Next, we create our learner with the accuracy and loss metric on both training and validation steps
along with the device and the epoch. We also configure the checkpointer using the CompactRecorder
to indicate how weights should be stored. This struct implements the Recorder
trait, which makes
it capable of saving records for persistency.
We then build the learner with the model, the optimizer and the learning rate. Notably, the third argument of the build function should actually be a learning rate scheduler. When provided with a float as in our example, it is automatically transformed into a constant learning rate scheduler. The learning rate is not part of the optimizer config as it is often done in other frameworks, but rather passed as a parameter when executing the optimizer step. This avoids having to mutate the state of the optimizer and is therefore more functional.
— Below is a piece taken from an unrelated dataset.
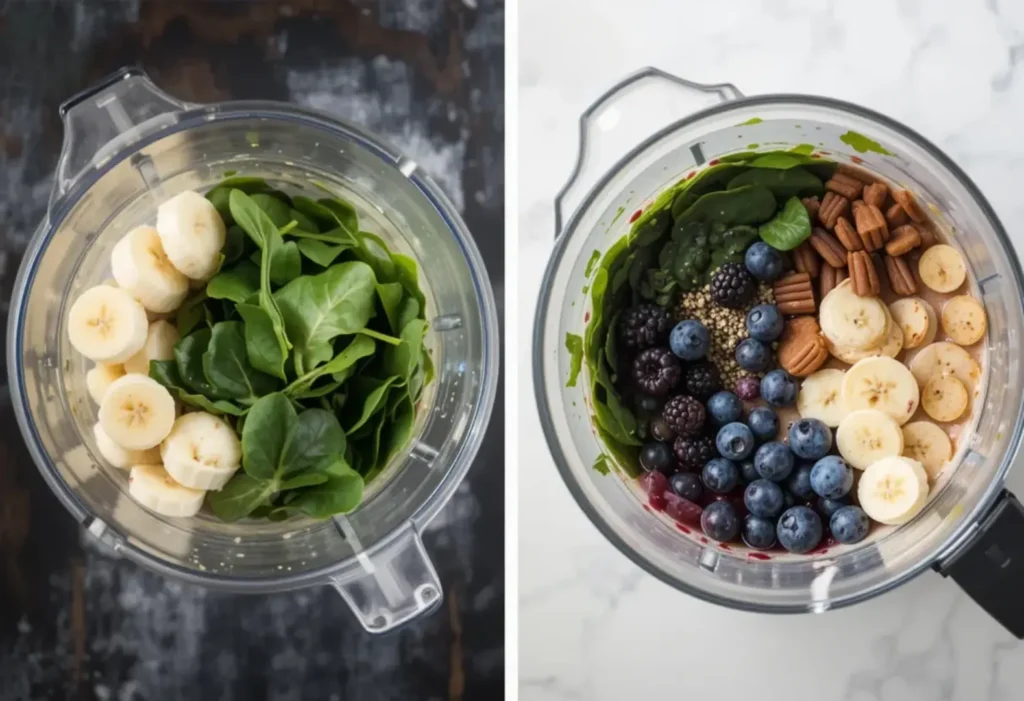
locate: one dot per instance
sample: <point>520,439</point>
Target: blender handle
<point>392,585</point>
<point>723,92</point>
It makes no difference when using the learner struct, but it will be an essential nuance to grasp if you implement your own training loop.
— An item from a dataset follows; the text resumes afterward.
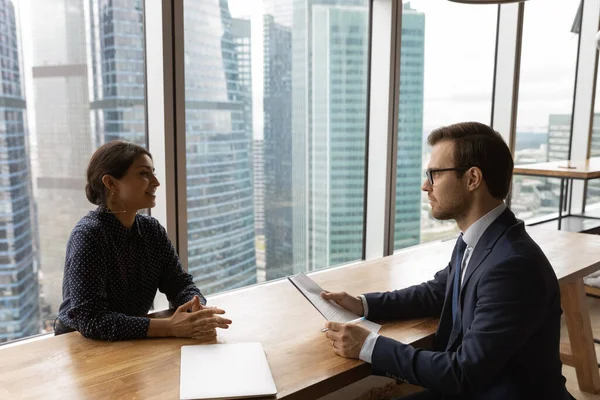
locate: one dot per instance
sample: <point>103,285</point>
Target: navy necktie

Once the learner is created, we can simply call fit
and provide the training and validation
dataloaders. For the sake of simplicity in this example, we employ the test set as the validation
set; however, we do not recommend this practice for actual usage.
Finally, the trained model is returned by the fit
method. The trained weights are then saved using
the CompactRecorder
. This recorder employs the MessagePack
format with half precision, f16
for
floats and i16
for integers. Other recorders are available, offering support for various formats,
such as BinCode
and JSON
, with or without compression. Any backend, regardless of precision, can
load recorded data of any kind.